On a connu Slug punk, alcoolique, père de famille... Et maintenant quoi ? Trois ans ont passé entre The Family Sign et Southsiders. Les deux amis ont pris de la bouteille... et Slug ne l'a jamais quittée. Aujourd'hui encore, il est capable de quelques « punchlines » bien senties à ce propos (« With all due respect to my liver, We tryna get as high as the little dipper ») mais à 40 ans passés, le rappeur semble dépassé par les événement. Le propos perd en unité, en pertinence. Entre la façon dont il raconte la conception de son second fils (le bonus « Idiot »), ses déclarations d'amour à sa femme et ses questionnements métaphysiques de comptoir, on se sent parfois aussi gêné que devant le mur Facebook de tonton.

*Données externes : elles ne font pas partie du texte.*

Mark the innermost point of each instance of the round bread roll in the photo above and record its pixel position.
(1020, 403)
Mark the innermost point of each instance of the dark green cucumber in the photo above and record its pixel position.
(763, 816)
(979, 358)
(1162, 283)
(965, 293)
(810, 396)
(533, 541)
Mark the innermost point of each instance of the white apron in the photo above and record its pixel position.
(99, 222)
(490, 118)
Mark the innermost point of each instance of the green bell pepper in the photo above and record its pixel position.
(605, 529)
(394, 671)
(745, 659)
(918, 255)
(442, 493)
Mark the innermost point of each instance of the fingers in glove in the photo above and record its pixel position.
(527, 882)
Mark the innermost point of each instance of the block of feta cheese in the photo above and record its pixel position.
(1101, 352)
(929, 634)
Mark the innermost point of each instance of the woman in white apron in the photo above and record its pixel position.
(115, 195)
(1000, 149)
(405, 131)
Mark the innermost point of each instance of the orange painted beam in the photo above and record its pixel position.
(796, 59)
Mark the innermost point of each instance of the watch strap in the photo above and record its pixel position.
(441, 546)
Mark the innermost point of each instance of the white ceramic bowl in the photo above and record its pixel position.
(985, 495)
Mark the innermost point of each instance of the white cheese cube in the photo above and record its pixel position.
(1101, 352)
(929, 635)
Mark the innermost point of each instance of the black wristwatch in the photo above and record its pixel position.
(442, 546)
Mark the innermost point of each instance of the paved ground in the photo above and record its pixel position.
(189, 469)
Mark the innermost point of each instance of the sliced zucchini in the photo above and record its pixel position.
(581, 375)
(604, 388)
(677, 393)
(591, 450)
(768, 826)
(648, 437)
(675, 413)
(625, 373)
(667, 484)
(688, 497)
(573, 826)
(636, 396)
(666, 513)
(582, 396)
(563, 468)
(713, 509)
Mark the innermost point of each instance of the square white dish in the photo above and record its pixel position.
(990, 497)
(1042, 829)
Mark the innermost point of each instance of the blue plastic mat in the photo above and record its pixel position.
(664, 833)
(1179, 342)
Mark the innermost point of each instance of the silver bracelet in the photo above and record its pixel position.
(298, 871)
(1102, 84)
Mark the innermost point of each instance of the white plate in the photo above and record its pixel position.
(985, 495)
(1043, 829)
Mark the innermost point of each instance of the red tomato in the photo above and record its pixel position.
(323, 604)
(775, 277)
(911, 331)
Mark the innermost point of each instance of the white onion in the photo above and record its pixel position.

La « limace » avait habitué les fans à des couplets léchés à multiples niveaux de lecture. L'entendre aujourd'hui passer dans sa « moulinette à chansonnette » quelques refrains aussi pauvres que celui de « The world may not live through the night » arracherait presque une larme (et pas d'émotion) : « Sing a song we will recite/Worked so long to build your life/But it could feel so wrong to feel alright/When the world might not live through the night ». Il serait injuste de juger l'ensemble du disque à quelques mauvaises lignes mais l'impression générale est fortement affectée. Si l'on retrouve sur Southsiders des pistes bien plus denses telles que « January on Lake Street », Slug l'admet sans détour dans son hommage à son ami Eyedea (décédé d'overdose en 2010) sur « Flicker » : « I’m certain if you were here right now, you’d ridicule these lyrics, you’d hate this chorus. You’d probably tell me that the concept is too straight forward. » - pour rappel, il y a six ans, le rappeur filait 3 min 34 de métaphore autour de son père disparu sur le vibrant « Yesterday ».
Bien sûr, l'effort est une nouvelle fois extrêmement bien produit – et peut-être même mieux que les précédents albums. Ant a pris ses aises et l'ajout de musiciens en studio ne fait que renforcer son parti-pris mélodique mais, malheureusement, ça ne fait de Southsiders qu'un album quelconque dans la discographie bien fournie d'Atmosphere.